The success of Clytaemnestra really serves as an inspiration to aspiring filmmakers for what they can accomplish with very little means — it was an improvised and no-budget film. The entire crew consisted of Pak, the cinematographer, and the production coordinator.
“The benefit of this, however, was that it allowed us to be fast and light, shooting almost like a documentary team,” said Pak. “The majority of the time, people didn’t even know we were making a film, which allowed us to use many iconic locations in Greece without having to worry about permits or permission.”
The film is about what happens when a director gathers five actresses from Seoul in a house in Greece to workshop a production of Aeschylus’s Agamemnon. Two of them are vying for the role of Clytaemnestra, the queen who murders her husband, Agamemnon, and his new conquest.
The New York Times raved about Pak’s direction and included it in a list of Five International Movies to Stream Now.
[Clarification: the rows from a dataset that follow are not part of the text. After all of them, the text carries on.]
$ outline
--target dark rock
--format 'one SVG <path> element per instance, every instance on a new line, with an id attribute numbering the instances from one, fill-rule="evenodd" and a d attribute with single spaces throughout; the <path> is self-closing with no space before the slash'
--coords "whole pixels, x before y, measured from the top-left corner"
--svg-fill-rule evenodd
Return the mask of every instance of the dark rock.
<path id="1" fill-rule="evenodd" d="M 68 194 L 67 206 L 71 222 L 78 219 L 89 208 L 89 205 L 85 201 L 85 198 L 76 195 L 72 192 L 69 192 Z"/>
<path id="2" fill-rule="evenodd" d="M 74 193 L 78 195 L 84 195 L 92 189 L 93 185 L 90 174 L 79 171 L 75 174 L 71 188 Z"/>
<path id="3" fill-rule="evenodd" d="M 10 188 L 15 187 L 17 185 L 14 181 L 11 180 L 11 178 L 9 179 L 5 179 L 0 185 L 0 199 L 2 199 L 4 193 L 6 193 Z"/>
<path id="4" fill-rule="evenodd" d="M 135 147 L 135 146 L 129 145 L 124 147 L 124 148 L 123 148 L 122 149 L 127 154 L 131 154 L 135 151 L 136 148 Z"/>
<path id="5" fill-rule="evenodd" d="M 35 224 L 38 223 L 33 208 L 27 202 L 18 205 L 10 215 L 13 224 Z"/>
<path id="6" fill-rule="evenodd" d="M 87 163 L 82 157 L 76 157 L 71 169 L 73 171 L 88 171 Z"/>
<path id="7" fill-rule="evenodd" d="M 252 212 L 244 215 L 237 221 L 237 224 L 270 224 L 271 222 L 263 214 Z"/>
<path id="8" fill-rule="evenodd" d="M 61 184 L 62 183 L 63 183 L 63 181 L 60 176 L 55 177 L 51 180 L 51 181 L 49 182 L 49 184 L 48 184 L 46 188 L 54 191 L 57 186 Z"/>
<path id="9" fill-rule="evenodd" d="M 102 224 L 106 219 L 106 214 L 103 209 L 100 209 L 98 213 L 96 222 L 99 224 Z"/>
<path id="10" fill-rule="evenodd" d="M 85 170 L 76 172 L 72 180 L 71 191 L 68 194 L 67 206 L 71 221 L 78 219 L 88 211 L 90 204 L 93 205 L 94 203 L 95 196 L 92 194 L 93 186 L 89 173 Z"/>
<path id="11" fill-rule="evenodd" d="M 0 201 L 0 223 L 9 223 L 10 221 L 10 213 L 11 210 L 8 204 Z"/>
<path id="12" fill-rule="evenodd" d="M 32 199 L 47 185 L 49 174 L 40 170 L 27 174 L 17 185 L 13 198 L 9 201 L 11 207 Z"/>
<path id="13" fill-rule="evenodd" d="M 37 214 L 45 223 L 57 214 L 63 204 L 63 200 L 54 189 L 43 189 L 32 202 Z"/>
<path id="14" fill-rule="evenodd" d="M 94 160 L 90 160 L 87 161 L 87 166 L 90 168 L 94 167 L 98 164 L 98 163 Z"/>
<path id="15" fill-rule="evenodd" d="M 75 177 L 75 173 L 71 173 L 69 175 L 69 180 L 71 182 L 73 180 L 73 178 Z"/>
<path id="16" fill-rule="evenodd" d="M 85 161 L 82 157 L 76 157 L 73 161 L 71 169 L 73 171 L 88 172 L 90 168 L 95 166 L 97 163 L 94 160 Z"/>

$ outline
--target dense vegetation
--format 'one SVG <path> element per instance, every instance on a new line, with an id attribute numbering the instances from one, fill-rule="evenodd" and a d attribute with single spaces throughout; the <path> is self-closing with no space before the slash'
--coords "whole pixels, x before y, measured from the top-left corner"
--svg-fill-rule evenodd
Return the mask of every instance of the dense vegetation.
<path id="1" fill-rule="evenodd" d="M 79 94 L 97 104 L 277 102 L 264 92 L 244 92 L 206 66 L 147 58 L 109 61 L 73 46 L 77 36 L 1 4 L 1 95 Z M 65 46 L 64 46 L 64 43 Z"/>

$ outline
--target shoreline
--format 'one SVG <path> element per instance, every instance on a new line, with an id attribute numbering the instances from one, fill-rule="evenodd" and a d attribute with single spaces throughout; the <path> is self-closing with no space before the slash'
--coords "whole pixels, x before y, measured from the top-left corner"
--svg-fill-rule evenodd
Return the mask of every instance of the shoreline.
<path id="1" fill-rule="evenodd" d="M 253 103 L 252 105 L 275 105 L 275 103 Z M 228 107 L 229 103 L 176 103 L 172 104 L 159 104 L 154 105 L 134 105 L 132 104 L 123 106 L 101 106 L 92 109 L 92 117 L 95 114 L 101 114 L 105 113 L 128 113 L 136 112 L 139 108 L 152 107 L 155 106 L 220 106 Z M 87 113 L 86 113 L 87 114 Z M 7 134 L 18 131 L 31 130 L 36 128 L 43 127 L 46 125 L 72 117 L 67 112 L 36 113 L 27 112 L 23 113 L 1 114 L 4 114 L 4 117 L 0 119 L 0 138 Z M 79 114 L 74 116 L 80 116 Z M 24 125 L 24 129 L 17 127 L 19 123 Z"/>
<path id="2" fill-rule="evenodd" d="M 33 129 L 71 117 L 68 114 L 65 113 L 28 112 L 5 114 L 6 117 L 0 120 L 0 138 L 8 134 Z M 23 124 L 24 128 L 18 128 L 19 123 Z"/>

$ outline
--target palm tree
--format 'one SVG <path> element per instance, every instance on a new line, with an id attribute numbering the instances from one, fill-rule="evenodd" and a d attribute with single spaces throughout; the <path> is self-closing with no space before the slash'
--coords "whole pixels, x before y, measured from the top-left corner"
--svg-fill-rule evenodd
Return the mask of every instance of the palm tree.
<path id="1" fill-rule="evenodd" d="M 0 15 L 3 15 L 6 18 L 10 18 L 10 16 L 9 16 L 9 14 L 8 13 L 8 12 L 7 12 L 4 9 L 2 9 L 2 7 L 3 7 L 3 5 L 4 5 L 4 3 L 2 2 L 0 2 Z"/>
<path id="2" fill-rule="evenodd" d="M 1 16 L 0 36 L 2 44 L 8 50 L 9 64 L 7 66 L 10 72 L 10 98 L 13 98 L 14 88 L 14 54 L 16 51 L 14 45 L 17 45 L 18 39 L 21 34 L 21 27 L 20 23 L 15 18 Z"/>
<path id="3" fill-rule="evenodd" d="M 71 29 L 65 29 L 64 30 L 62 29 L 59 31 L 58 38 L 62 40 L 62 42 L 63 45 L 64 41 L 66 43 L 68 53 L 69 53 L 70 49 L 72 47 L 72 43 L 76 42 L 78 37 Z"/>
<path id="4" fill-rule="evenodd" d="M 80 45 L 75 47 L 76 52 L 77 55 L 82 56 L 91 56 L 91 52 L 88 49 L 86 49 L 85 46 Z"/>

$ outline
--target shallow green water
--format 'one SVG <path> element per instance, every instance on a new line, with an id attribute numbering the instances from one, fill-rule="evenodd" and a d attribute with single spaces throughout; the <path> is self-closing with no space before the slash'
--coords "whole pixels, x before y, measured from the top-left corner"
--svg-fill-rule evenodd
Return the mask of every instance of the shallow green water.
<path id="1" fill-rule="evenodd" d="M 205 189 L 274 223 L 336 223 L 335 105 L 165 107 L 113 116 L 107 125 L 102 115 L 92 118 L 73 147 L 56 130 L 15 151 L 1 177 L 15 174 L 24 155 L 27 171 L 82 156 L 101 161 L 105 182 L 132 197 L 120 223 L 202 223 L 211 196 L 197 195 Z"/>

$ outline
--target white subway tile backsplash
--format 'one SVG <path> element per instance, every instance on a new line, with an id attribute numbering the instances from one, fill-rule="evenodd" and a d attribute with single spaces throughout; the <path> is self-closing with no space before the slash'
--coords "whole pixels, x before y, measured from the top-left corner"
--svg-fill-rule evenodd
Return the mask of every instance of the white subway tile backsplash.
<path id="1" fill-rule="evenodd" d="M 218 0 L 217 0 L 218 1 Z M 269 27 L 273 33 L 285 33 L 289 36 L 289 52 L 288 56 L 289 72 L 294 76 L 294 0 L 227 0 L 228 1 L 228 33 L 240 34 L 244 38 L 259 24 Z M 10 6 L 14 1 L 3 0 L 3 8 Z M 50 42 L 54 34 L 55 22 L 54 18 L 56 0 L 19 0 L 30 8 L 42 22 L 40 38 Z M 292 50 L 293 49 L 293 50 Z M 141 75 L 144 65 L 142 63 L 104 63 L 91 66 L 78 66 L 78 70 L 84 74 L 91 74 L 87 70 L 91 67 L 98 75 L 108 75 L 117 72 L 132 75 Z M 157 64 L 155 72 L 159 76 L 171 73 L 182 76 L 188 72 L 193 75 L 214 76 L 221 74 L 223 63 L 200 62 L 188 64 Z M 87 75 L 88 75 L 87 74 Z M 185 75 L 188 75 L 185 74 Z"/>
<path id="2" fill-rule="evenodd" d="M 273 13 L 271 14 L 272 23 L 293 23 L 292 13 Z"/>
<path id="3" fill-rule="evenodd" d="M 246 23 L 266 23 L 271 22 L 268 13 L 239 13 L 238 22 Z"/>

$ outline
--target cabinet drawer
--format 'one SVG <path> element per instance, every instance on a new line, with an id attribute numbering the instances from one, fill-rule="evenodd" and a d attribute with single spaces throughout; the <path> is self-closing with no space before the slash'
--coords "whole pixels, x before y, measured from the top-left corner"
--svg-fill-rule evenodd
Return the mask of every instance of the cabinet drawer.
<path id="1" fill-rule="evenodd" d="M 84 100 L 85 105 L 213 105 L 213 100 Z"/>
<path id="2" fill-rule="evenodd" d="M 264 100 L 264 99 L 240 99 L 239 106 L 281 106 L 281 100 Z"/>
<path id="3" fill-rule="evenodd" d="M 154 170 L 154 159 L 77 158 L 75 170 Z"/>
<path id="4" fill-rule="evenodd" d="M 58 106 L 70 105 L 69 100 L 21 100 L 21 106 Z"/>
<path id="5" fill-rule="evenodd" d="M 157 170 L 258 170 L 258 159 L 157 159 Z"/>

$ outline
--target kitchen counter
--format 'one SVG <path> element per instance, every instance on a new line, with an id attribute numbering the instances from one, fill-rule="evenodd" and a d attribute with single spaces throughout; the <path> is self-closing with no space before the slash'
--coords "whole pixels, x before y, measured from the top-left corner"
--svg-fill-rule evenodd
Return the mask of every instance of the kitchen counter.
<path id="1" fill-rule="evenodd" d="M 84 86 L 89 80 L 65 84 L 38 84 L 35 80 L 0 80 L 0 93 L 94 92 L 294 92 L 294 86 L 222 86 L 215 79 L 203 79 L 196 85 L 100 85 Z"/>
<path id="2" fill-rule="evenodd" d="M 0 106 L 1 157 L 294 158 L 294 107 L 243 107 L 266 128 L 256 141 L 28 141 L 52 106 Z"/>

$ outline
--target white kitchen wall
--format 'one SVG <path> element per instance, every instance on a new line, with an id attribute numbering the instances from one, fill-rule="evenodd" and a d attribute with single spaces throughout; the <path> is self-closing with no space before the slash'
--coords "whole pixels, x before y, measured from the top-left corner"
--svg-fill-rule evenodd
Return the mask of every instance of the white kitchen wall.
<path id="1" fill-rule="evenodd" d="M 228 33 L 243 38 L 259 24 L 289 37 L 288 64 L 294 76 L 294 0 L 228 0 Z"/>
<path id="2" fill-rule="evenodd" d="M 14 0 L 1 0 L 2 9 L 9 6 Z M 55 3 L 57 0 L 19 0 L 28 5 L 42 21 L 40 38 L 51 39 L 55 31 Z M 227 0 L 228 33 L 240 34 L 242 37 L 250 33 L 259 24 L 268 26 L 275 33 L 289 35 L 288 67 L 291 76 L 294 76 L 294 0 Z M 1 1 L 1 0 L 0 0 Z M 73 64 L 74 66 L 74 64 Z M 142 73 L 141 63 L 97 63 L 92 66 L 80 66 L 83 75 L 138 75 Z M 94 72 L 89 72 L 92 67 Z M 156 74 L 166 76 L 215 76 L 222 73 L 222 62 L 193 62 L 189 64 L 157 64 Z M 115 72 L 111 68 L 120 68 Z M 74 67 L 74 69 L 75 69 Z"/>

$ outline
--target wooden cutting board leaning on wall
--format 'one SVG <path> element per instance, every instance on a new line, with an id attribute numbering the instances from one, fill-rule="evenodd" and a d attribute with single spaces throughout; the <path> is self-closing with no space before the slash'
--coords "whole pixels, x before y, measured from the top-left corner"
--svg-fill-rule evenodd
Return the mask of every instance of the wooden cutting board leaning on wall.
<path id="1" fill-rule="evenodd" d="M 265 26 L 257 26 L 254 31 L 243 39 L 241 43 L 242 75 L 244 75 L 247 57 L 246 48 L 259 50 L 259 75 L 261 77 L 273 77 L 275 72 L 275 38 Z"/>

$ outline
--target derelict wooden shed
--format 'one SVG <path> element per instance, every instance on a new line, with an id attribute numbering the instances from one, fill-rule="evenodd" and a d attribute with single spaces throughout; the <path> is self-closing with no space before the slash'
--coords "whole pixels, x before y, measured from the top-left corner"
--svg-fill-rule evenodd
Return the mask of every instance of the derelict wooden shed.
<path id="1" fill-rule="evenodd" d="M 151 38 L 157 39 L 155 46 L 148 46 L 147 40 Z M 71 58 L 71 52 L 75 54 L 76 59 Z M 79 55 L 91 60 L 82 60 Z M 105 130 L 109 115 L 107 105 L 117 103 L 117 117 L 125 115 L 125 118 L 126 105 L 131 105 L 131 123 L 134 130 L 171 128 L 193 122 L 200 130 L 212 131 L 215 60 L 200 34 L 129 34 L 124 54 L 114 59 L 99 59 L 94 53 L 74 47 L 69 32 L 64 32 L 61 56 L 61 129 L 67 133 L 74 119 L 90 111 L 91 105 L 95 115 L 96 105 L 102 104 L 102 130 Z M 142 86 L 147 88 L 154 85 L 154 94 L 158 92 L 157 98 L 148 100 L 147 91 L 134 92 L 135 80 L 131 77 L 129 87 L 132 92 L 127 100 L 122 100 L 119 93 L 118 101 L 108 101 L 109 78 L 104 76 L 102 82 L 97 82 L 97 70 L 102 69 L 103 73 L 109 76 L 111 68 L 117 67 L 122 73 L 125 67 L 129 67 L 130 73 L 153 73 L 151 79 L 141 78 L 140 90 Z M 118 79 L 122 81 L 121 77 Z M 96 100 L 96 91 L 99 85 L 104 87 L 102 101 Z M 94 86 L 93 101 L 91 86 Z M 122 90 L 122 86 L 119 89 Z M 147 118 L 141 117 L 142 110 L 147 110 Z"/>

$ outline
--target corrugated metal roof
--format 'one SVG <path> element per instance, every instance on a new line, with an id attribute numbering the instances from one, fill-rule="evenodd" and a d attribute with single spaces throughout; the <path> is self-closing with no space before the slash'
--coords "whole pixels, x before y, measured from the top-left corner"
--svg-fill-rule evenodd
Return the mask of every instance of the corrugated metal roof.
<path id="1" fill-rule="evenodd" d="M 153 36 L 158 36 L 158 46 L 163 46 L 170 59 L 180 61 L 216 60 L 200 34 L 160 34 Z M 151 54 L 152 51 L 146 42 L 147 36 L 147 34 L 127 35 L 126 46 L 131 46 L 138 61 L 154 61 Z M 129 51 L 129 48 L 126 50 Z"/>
Wrote The Times:
“The lines between performance and reality begin to blur, as one might expect, but ‘Clytaemnestra’ achieves something much sharper than simple allegory. Pak choreographs stark and spare rehearsal sequences against a backdrop rich with dramatic history (one scene takes place at the Theater of Dionysus), ironically undercutting the director’s assumptions of grandeur. While the character berates his actors for failing to appreciate his source text, Pak shows that the impulses that underlie even classical tragedies are much cruder and more banal than we might assume.”
Like The Times, The New Yorker compared the film to the low-budget Drive My Car, and the two are part of a brand new genre — a drama of an international production of a classic stage play. The New Yorker said “Pak’s dramatic conception is deft and daring” and that he “revels in the text and the form of the play itself, emphasizing the power of the Aeschylean poetry in scenes featuring the actors in street garb…”
The way Pak came to make the film is interesting, too. He was approached by lead actor/producer Jongman Kim in 2019 with an irresitableoffer. Kim was holding a two-week acting workshop with a group of South Korean actors and they wanted to shoot a film as part of their curriculum. But Pak needed to pay his way to Greece, and then Kim would cover the rest of the expenses.
“It was an offer I couldn’t refuse–the chance to shoot a free film with a group of willing actors… The only hook was that I needed to come up with a story in less than three weeks,” said Pak.
Additionally, Pak said making films like Clytaemnestra makes him a better teacher for Emerson students.
“I think I become a better teacher with each movie I make because I gain so many new realizations about the craft of filmmaking, which I then try to pass on,” said Pak. “I’ve also started using more of my own films in class (at the advice of my students). I’ve found them to be great case studies to explore various filmmaking techniques, since I can explain exactly how I made them from start to finish.”
Clytaemnestra is available to stream on MUBI.